Using money to buy things you don't really need (and sometimes don't even want) as a way of ineffectively dealing with emotions you don't want to feel: i.e., anger, jealousy, depression, loneliness, frustration, boredom, puts you in the precarious position of wasting your money on unnecessary purchases throughout your life.
You are not getting your money's worth -- from your money -- when you spend this way. This money was spent without any real thought behind the spending. It was spent without a conscious purpose.
Emotional spending is like reaching for junk food to satisfy your hunger. The fix is short-term, leaving us hungry shortly after the junk food has been consumed. Emotional spending very temporarily soothes our emotions; however it is only a matter of time before these same emotions we were trying to tame reappear following our purchase.

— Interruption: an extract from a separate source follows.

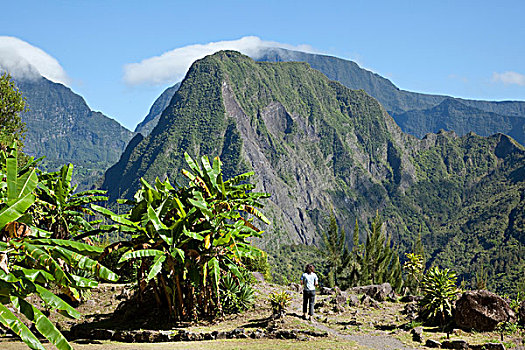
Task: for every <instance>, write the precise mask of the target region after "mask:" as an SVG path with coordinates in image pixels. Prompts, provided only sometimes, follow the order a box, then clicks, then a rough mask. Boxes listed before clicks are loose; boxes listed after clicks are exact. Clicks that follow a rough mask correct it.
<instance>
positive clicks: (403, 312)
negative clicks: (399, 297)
mask: <svg viewBox="0 0 525 350" xmlns="http://www.w3.org/2000/svg"><path fill="white" fill-rule="evenodd" d="M401 313H402V314H404V315H406V318H407V320H409V321H413V320H416V319H417V318H418V316H419V305H418V304H417V303H415V302H414V303H408V304H406V305H405V307H404V308H403V310H402V311H401Z"/></svg>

And the emotional spending cycle continues...
Impulsive spending brought on by that awesome two-day only sale can also be a way of having your emotions control your money.
Even though that coat you purchased was 50 percent off the regular price, if you had no intention of buying the coat when you walked into the store, (or logged onto the internet) you just wasted money on an impulsive purchase. You can kid yourself into thinking you saved 50 percent off the retail price, but the fact of the matter is you didn't save any money at all. You just wasted the money you did spend.
A purchase bought on sale isn't a bargain unless you needed the item purchased, regardless of whether it was on sale or not!
Retail marketers know this and they play into the pleasure-center of our brain when they promote a time-limited sale. They understand the brain is hard-wired for pleasure -- with the anticipation of pleasure being just as strong an influence on our brain's pleasure-center as the actual purchase. Hence the heightened frenzy we feel in anticipated of a sale!
Emotional spending and impulsive spending both help explain why the clothes and accessories in your closet have never been worn or used -- with the price tags still attached to them.
Consciously Create a Purpose for Your Money
You work hard for your money. You are entitled to enjoy it and to make an indulgent purchase on occasion. The key to controlling your money instead of having your money control you is based upon the ability to make a conscious decision on how much money you will spend on these indulgent (and perhaps frivolous) purchases.
Find a conscious way to give your money a purpose and meaning specific to what you want for your life (and lifestyle). Decide how you want your money to improve the quality of your life now -- and in the future.
Giving your money a purpose will help you avoid throwing your money away on emotional and impulsive purchases.
Take control of your hard-earned cash, instead of having your cash control you.
You work hard for your money -- make sure you put it to good use!